If you plan to interact with an LLM using always a certain style of *prompting*, you can make a template for it.

In [None]:
chat_prompt = ChatPromptTemplate([
    ('system', 'Try to rhyme every answer you give.'),
    ('human', '{user_input}'),
])

Then you build a *chain* (to be invoked just like we did above) that *sends* (read `|` as $\to$) the template to the LLM and the result of the latter to a *parser* that outputs a `str`.

In [None]:
chain = chat_prompt | llm | StrOutputParser()
print(chain.invoke('Explain backpropagation in one paragraph.'))

<font color='red'>TO-DO</font>: Experiment with the above `system` instructions.

<font color='red'>TO-DO</font>: Make a new *chain* (stored in a new variable) that *keeps only the last word in every sentence and gets rid of the rest*. For the sake of simplicity (we don't need `system` instructions), you might want to use `PromptTemplate.from_template`.

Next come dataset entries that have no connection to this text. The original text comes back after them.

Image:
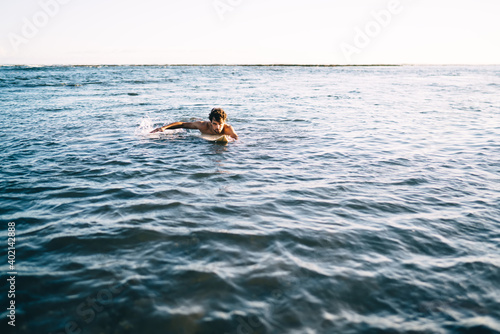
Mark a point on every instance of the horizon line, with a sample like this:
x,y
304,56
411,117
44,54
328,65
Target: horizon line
x,y
249,65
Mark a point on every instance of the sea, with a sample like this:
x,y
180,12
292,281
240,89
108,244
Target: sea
x,y
357,199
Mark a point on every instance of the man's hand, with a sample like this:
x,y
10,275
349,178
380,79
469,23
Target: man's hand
x,y
160,129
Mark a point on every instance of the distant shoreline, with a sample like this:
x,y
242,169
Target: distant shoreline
x,y
236,65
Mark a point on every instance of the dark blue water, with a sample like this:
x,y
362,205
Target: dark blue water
x,y
357,200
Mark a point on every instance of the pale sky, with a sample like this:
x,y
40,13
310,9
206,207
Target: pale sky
x,y
250,32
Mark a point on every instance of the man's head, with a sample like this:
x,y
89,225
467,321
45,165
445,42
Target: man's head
x,y
217,117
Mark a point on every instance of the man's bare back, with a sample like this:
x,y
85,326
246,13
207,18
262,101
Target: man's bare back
x,y
216,126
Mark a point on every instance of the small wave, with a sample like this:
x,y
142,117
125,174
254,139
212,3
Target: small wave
x,y
146,125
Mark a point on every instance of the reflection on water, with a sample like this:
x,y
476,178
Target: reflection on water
x,y
357,200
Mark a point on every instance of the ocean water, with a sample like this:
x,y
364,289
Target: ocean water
x,y
356,200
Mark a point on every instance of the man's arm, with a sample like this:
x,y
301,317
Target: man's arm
x,y
178,125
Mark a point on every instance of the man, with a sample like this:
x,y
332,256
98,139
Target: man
x,y
216,126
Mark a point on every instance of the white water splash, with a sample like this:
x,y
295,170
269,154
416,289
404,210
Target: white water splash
x,y
146,125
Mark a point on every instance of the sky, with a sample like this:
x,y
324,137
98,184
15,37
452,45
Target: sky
x,y
337,32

<font color='red'>TO-DO</font>: Make yet another chain by *piping* (`|`) the two previous ones in order to get a chain that yields the *rhyming* words in the above output.

# Retriever + LLM
`langchain` provides a way to construct an entire end-to-end RAG. We just need:

- an LLM, 

- a database of documents (which is tidied up using `as_retriever` so that `langchain` knows how to "talk" to it), and

- a *prompt* factoring in the latter.

Let us start with the *prompt*

In [None]:
system_prompt = (
    'Use the given context to answer the question. '
    'If you don\'t know, say so. '
    'Keep the answer under three sentences.\n\n'
    'Context:\n{context}'
)
prompt = ChatPromptTemplate.from_messages(
    [('system', system_prompt), ('human', '{input}')]
)

A function simply joining the documents.

In [None]:
join_docs = RunnableLambda(
    lambda docs: '\n\n'.join(d.page_content for d in docs)
)

`context` and `input` are the inputs to (*fill in*) the `prompt`, which is sent to the `llm`, whose output is *parsed* to yield the final output.

In [None]:
piped_rag_chain = (
    {                                             #  a `dict` for the prompt
        'context': vectordb.as_retriever(search_kwargs={"k": 4}) | join_docs,
        'input':   RunnablePassthrough(),
    }
    | prompt                                      # fill {context} + {input}
    | llm                                         # generate answer
    | StrOutputParser()                           # ChatMessage → str
)

<!-- <font color='red'>TO-DO</font>: Ask this *chain* (using the `invoke` *method*) again about *backpropagation*. Compare answers. -->
<font color='red'>TO-DO</font>: Ask this *chain* (using the `invoke` *method*) again the same questions you asked above (Bartleby, and whatever you asked before that). Compare answers (now **after** *augmenting* the LLM).

In [None]:
if not running_in_colab:
    proc.terminate()   # or proc.kill() for a hard stop
    proc.wait()
# log.close()

<font color='red'>TO-DO</font> : Try a different language model (you have a couple commented out in the code setting `model_name`). Be careful with the size of the model (*7b*, *8b*...). Large models might take **a lot** of time to produce an answer...or even collapse the GPU memory. The suffix *b* in those models stands for *billion*. The *Toy GPT* we trained before had...0.2 **m**illion.

# Sample questions

## What is the main benefit of adding retrieval to an LLM-based system?
- [ ] It removes the need to design prompts.
- [ ] It brings in relevant external context first, making answers more accurate and up-to-date.
- [ ] It permanently rewrites the model’s weights with new facts.
- [ ] It forces the model to answer only with quotes.

## What does an embedding represent for a piece of text?
- [ ] A perfect, lossless compression of the original text.
- [ ] The count of words and punctuation only.
- [ ] A numeric vector that captures meaning so similar texts are close together.
- [ ] A list of keywords in alphabetical order.